SELECT IMPORTANT SAFETY INFORMATION
Warnings and Precautions
Thrombocytopenia: Monitor platelet counts throughout treatment. Manage with dose interruption and/or reduction and supportive care.
Neutropenia: Monitor neutrophil counts throughout treatment. Manage with dose interruption and/or reduction and granulocyte colony–stimulating factors.
Gastrointestinal Toxicity: Nausea, vomiting, diarrhea, anorexia, and weight loss may occur. Provide antiemetic prophylaxis. Manage with dose interruption and/or reduction, antiemetics, and supportive care.
Hyponatremia: Monitor serum sodium levels throughout treatment. Correct for concurrent hyperglycemia and high serum paraprotein levels. Manage with dose interruption, reduction, or discontinuation, and supportive care.

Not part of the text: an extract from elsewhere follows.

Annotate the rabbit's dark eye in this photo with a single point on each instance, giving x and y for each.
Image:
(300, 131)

Serious Infection: Monitor for infection and treat promptly.
Neurological Toxicity: Advise patients to refrain from driving and engaging in hazardous occupations or activities until neurological toxicity resolves. Optimize hydration status and concomitant medications to avoid dizziness or mental status changes.
Embryo–Fetal Toxicity: Can cause fetal harm. Advise females of reproductive potential and males with a female partner of reproductive potential, of the potential risk to a fetus and use of effective contraception.

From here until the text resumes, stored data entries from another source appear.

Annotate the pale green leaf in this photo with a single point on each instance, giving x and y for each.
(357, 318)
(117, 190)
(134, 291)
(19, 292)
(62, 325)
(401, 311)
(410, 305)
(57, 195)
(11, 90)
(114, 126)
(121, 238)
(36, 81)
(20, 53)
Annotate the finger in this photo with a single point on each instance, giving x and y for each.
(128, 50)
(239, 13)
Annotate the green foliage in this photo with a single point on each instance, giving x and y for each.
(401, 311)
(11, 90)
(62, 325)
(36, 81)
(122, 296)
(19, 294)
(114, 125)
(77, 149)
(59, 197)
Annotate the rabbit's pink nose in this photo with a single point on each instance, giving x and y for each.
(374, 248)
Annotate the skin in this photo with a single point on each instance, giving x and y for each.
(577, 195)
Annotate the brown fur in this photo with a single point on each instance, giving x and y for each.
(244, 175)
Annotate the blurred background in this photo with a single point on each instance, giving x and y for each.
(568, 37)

Cataract: Cataracts may develop or progress. Treatment of cataracts usually requires surgical removal of the cataract.
Adverse Reactions
The most common adverse reactions (≥20%) in patients with multiple myeloma who receive XVd are fatigue, nausea, decreased appetite, diarrhea, peripheral neuropathy, upper respiratory tract infection, decreased weight, cataract and vomiting. Grade 3–4 laboratory abnormalities (≥10%) are thrombocytopenia, lymphopenia, hypophosphatemia, anemia, hyponatremia and neutropenia. In the BOSTON trial, fatal adverse reactions occurred in 6% of patients within 30 days of last treatment. Serious adverse reactions occurred in 52% of patients. Treatment discontinuation rate due to adverse reactions was 19%.

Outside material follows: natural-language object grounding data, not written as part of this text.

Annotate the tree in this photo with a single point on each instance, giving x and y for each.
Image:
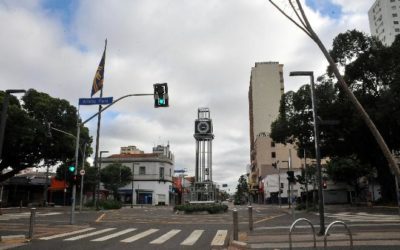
(373, 74)
(348, 170)
(115, 176)
(29, 141)
(242, 190)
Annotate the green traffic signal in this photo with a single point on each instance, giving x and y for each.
(71, 168)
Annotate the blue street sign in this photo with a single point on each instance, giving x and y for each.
(95, 101)
(179, 171)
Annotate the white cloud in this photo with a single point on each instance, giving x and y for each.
(204, 49)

The most common adverse reactions (≥20%) in patients with multiple myeloma who receive Xd are thrombocytopenia, fatigue, nausea, anemia, decreased appetite, decreased weight, diarrhea, vomiting, hyponatremia, neutropenia, leukopenia, constipation, dyspnea and upper respiratory tract infection. In the STORM trial, fatal adverse reactions occurred in 9% of patients. Serious adverse reactions occurred in 58% of patients. Treatment discontinuation rate due to adverse reactions was 27%.
The most common adverse reactions (incidence ≥20%) in patients with DLBCL, excluding laboratory abnormalities, are fatigue, nausea, diarrhea, appetite decrease, weight decrease, constipation, vomiting, and pyrexia. Grade 3–4 laboratory abnormalities (≥15%) are thrombocytopenia, lymphopenia, neutropenia, anemia, and hyponatremia. In the SADAL trial, fatal adverse reactions occurred in 3.7% of patients within 30 days, and 5% of patients within 60 days of last treatment; the most frequent fatal adverse reactions were infection (4.5% of patients). Serious adverse reactions occurred in 46% of patients; the most frequent serious adverse reaction was infection (21% of patients). Discontinuation due to adverse reactions occurred in 17% of patients.